Gellhorn, Martha (1908-1998)

Plaque erected in 2019 by English Heritage at 72 Cadogan Square, Knightsbridge, London, Royal Borough of Kensington and Chelsea

Circular blue plaque to Martha Gellhorn Martha Gellhorn's former home 72 Cadogan Place

All images © English Heritage

Profession

War Correspondent and Writer

Category

Journalism and Publishing, Literature

Inscription

MARTHA GELLHORN 1908-1998 War Correspondent and Writer lived and worked in a flat here

Material

Ceramic

Martha Gellhorn was a pioneering war correspondent whose passionate but lucid reporting style became highly influential in the practice of journalism. Best known for her coverage of the Spanish Civil War and Second World War, she continued to write into late life. She is commemorated with a blue plaque at 72 Cadogan Square in Knightsbridge, where she lived from 1970 until her death in 1998.

Black and white portrait photograph of Martha Gellhorn speaking at a press conference
Martha Gellhorn at a press conference held at the offices of the Spanish Refugee Appeal in New York City in about 1946 © FPG/Archive Photos/Getty Images

SPAIN AND THE SECOND WORLD WAR

Martha Gellhorn was born in Missouri, United States, but travelled extensively throughout her life. She moved to Paris for two years in the early 1930s to pursue her dream of becoming a foreign correspondent, but it was her coverage of the American Great Depression in 1934 that launched her career. Using a clear and simple style, Gellhorn expressed fury at the treatment of the poor, weak and dispossessed, and worked with the photographer Dorothea Lange to document the effects of the Depression. Soon afterwards she published a book of short stories based on these experiences – The Trouble I’ve Seen (1936) – and continued to write fiction alongside her journalism throughout her career.

In 1937 she reported on the Spanish Civil War for The New Yorker and the liberal weekly magazine, Collier’s. Gellhorn made her mark by writing about the effect of war on the lives of ordinary people. As a partisan journalist she always disdained ‘all that objectivity shit’ and, in her support of the Republican cause, let atrocities committed by that side go unreported.
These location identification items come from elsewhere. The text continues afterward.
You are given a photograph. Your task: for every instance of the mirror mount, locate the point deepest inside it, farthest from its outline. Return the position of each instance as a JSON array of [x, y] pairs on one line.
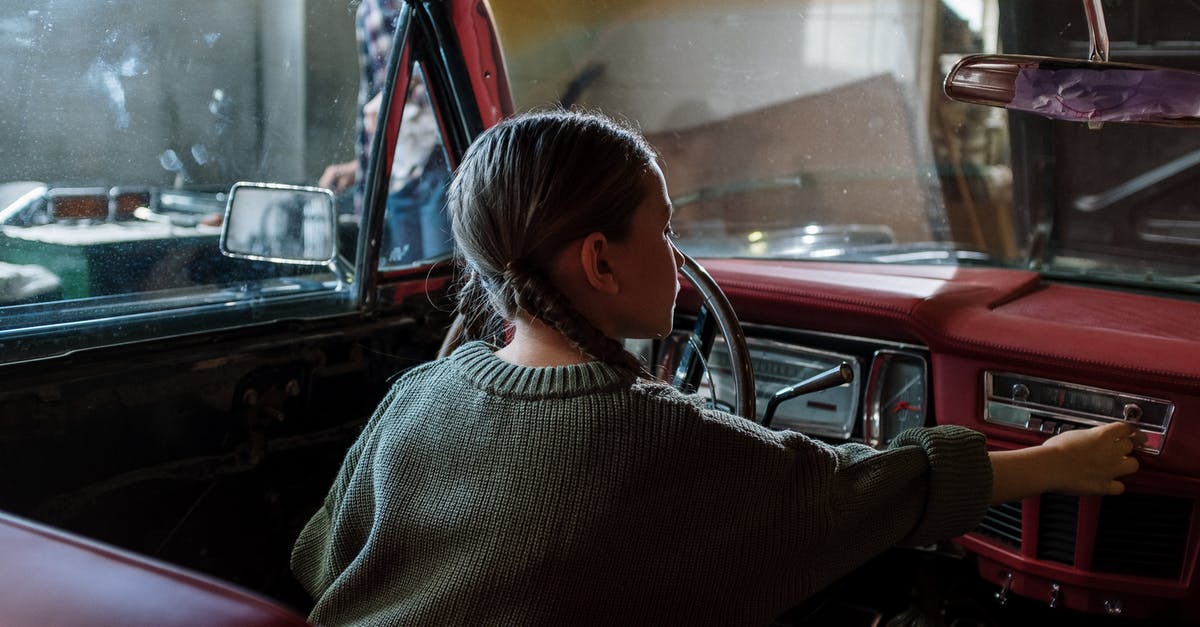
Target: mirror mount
[[1092, 91]]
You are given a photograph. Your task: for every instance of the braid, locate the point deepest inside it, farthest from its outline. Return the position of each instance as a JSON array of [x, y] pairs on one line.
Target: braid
[[475, 308], [528, 292]]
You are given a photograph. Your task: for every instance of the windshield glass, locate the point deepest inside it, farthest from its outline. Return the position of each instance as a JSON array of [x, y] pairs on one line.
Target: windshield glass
[[819, 130]]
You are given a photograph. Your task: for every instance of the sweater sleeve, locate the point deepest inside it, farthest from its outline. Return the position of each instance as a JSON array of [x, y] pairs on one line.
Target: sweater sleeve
[[959, 481], [328, 541], [856, 501]]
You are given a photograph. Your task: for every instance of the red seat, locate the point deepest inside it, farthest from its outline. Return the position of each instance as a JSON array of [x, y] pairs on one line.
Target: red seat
[[49, 577]]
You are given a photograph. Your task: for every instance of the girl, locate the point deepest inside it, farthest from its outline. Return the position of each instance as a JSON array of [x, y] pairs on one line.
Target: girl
[[552, 481]]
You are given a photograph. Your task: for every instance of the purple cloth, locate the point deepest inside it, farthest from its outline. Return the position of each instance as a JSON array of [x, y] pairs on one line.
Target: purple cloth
[[1089, 94]]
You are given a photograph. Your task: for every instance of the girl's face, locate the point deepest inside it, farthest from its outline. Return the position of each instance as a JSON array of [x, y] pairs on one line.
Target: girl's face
[[648, 266]]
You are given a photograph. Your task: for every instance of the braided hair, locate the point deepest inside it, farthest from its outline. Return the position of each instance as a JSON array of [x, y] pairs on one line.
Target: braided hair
[[525, 189]]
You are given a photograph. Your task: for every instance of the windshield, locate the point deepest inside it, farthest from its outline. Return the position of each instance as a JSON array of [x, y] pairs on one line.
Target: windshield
[[819, 130]]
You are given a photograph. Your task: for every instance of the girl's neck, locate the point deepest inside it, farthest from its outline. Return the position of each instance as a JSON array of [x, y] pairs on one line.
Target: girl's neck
[[537, 345]]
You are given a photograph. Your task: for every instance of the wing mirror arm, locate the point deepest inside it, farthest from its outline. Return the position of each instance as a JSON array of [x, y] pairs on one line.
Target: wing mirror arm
[[833, 377]]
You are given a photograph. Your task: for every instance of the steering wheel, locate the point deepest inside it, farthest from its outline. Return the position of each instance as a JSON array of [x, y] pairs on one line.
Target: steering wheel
[[715, 314]]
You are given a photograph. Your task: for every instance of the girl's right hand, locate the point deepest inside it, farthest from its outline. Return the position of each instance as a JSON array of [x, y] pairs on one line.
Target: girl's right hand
[[1089, 461]]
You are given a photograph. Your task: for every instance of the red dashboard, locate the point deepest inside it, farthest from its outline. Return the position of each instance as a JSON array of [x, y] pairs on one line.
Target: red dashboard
[[1134, 554]]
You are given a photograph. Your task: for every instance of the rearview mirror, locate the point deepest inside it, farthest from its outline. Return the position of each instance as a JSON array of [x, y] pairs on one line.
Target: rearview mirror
[[1077, 90], [281, 224]]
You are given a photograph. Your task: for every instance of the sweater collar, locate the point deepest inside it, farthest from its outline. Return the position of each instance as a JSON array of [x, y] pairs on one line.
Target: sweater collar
[[477, 363]]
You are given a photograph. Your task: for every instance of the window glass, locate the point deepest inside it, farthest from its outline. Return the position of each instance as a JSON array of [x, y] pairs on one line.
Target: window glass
[[126, 124], [415, 226], [820, 130]]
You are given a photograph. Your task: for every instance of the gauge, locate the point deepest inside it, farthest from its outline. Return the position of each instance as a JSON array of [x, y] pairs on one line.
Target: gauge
[[897, 395]]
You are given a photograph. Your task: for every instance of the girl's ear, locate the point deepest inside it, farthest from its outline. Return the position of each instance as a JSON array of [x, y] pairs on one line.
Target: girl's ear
[[594, 258]]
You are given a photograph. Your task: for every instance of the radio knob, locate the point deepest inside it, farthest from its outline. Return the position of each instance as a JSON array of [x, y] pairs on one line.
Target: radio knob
[[1020, 392]]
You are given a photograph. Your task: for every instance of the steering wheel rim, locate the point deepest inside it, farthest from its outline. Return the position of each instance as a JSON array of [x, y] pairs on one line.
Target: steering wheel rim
[[726, 322], [731, 330]]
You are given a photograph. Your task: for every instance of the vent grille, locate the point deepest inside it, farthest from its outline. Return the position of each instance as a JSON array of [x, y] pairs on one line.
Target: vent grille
[[1057, 524], [1143, 535], [1003, 523]]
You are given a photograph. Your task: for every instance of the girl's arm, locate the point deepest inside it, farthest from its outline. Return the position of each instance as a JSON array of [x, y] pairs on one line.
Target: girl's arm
[[1081, 461]]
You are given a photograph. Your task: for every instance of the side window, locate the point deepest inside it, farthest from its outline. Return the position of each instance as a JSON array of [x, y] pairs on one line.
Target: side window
[[415, 225], [126, 125]]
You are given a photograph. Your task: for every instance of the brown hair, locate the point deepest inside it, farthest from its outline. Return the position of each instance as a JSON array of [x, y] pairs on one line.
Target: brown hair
[[525, 189]]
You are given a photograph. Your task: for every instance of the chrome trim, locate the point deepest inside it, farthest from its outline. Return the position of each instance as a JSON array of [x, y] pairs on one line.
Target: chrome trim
[[1018, 412]]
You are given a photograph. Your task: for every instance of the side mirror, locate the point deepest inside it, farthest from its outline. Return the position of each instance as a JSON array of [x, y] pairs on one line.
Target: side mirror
[[282, 224]]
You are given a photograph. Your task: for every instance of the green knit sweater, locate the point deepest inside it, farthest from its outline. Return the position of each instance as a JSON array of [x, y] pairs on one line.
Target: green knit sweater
[[483, 493]]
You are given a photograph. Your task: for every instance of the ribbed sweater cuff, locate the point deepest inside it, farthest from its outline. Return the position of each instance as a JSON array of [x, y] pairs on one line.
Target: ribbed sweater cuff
[[960, 481]]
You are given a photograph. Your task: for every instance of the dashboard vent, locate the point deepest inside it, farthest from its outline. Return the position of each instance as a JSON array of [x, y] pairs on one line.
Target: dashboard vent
[[1143, 535], [1003, 523], [1057, 525]]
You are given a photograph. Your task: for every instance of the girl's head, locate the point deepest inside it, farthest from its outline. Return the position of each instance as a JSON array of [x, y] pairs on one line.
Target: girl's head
[[547, 186]]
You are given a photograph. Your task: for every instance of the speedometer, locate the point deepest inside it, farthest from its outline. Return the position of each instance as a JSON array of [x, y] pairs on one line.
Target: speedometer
[[897, 395]]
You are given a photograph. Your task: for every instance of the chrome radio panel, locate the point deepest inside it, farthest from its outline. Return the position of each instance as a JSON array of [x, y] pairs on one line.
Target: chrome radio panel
[[1051, 406]]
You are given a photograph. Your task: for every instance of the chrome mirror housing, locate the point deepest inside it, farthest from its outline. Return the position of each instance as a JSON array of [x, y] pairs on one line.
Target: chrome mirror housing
[[1095, 90]]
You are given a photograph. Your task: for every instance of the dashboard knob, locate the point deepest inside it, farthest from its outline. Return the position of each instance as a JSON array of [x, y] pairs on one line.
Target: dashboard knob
[[1020, 392]]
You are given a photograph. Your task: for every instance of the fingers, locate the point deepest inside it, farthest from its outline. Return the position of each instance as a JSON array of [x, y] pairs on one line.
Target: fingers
[[1117, 430], [1128, 465]]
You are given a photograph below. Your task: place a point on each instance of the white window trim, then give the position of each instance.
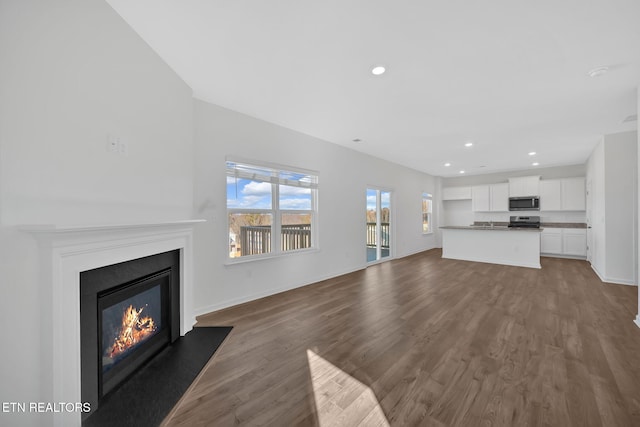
(426, 195)
(276, 212)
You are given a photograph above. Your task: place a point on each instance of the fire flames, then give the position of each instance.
(134, 330)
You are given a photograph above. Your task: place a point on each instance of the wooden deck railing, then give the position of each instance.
(256, 239)
(372, 238)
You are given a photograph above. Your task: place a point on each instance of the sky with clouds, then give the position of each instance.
(244, 193)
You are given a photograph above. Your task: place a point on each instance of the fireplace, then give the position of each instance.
(68, 250)
(129, 312)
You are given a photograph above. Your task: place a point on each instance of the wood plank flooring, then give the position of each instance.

She covered the build-up to the Second World War for Collier’s, travelling in France, England, Czechoslovakia, Finland and the Far East. The American military disapproved of female war correspondents and she was forced to stow away on a hospital ship in order to report first-hand on the Allied invasion of France in 1944. Gellhorn spent the rest of the war ducking and dodging from front to front, filing articles as she could. She entered the Dachau concentration camp shortly after its liberation and later reported from the Nuremberg trials.

Gellhorn’s novel The Wine of Astonishment (1948), based on her experiences at Dachau, is regarded as her finest work of fiction.
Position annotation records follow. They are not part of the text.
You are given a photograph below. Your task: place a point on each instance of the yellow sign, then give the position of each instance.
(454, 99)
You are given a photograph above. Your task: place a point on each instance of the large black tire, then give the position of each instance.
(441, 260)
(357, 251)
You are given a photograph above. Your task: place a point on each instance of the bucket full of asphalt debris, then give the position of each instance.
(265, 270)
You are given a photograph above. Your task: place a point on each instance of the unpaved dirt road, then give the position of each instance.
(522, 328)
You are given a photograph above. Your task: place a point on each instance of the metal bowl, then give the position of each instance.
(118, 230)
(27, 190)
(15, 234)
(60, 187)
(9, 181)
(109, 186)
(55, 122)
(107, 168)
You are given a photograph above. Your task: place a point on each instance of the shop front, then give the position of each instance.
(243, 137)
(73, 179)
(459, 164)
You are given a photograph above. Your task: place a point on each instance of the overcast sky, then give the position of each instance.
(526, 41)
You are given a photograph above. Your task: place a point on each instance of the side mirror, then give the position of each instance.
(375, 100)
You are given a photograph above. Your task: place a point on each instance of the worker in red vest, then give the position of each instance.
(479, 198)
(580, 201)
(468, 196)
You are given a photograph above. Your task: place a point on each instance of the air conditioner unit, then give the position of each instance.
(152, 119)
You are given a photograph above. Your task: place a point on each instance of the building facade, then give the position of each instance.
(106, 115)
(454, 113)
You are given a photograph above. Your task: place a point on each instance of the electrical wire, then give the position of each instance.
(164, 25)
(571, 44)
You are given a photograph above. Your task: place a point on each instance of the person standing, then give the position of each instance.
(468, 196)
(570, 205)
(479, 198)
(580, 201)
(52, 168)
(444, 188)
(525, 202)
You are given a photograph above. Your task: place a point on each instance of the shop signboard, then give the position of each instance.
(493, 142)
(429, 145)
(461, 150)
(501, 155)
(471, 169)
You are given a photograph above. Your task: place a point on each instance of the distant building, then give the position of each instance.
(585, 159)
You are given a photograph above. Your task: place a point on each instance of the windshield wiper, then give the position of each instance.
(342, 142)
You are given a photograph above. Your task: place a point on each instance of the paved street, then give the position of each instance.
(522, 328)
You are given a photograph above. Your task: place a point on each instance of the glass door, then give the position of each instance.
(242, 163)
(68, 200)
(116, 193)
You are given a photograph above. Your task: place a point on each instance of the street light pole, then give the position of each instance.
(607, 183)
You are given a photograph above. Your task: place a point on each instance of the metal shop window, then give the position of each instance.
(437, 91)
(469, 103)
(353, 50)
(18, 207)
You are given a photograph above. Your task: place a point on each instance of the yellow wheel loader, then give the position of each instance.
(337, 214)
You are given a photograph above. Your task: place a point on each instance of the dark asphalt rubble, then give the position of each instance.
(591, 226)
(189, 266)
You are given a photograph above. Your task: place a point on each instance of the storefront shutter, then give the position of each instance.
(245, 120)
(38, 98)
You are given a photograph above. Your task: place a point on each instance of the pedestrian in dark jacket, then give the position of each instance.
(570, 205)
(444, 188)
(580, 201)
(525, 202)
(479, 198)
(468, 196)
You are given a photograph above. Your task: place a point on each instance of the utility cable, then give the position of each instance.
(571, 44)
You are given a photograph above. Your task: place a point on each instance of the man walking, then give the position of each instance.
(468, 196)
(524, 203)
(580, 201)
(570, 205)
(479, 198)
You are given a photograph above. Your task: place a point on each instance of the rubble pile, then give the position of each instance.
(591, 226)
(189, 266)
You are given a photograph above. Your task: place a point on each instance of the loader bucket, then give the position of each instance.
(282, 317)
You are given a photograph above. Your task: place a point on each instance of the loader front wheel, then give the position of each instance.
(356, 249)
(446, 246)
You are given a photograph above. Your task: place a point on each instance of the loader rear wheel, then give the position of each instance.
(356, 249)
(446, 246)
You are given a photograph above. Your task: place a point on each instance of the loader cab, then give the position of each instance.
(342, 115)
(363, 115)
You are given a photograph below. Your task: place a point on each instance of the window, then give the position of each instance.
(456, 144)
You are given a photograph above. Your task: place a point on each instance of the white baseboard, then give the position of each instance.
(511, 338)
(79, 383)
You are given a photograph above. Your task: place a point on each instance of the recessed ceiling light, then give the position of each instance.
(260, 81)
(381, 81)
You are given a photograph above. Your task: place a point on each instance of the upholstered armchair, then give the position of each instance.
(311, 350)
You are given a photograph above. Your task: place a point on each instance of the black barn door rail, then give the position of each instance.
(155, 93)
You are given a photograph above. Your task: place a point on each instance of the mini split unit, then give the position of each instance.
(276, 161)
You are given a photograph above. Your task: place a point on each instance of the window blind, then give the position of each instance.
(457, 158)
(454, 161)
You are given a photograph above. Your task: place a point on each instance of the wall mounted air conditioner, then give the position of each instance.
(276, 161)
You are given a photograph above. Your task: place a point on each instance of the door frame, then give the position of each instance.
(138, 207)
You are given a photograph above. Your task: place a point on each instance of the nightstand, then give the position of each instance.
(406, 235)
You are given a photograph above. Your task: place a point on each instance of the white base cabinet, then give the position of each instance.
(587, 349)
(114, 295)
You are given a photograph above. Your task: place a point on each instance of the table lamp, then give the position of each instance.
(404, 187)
Grainy black and white photograph of Martha Gellhorn talking to soldiers in Italy during the Second World War
Martha Gellhorn talks to Indian soldiers of the British Army in Italy in 1944 © Keystone/Getty Images

LATER WRITINGS

Gellhorn published a collection of her war articles in The Face of War (1959), which was updated in 1967, 1986 and 1993 as she continued to travel and report on conflicts around the world. Her vehement opposition to the Vietnam War led Gellhorn to return to war reporting for the first time in 20 years, writing six articles for The Guardian in 1966 about the devastating effects on civilians.

The 1960s was the most political decade of Gellhorn’s life. Of mixed Protestant and Jewish heritage herself, she was a passionate supporter of Israel and wrote long critical articles about Palestinian refugees for the Atlantic in 1961 and The Guardian in 1967.

She published her peace-time articles in the collection The View from the Ground in 1988, while her autobiography – Travels with Myself and Another (1978) ­– recounted her adventures over many decades. The ‘other’ in the title referred to her former husband, the writer Ernest Hemingway.

72 CADOGAN SQUARE

Gellhorn lived at 72 Cadogan Square for 28 years, from 1970 until her death. Although she reportedly loathed the English weather and felt perpetually chilled and lowered by it, she had maintained a base in London since 1953. At Cadogan Square, she entertained a group of friends and admirers from the worlds of literature and journalism. Visitors recalled the flat as ‘sparsely furnished, a little austere’ with a fine view across the West London rooftops towards the Kensington museums. The flat comprised the top floor and attic of a six-storey, red brick, Queen Anne Revival house designed by Richard Norman Shaw in 1878, which was Grade II* listed in 1969.

In her old age Gellhorn contracted ovarian cancer which spread to her liver. Suffering from her illnesses, and nearly blind, she took her own life at Cadogan Square at the age of 89.

The Martha Gellhorn Prize for Journalism was established in 1999 to support journalists who expose establishment conduct and propaganda – or ‘official drivel’ as Gellhorn called it.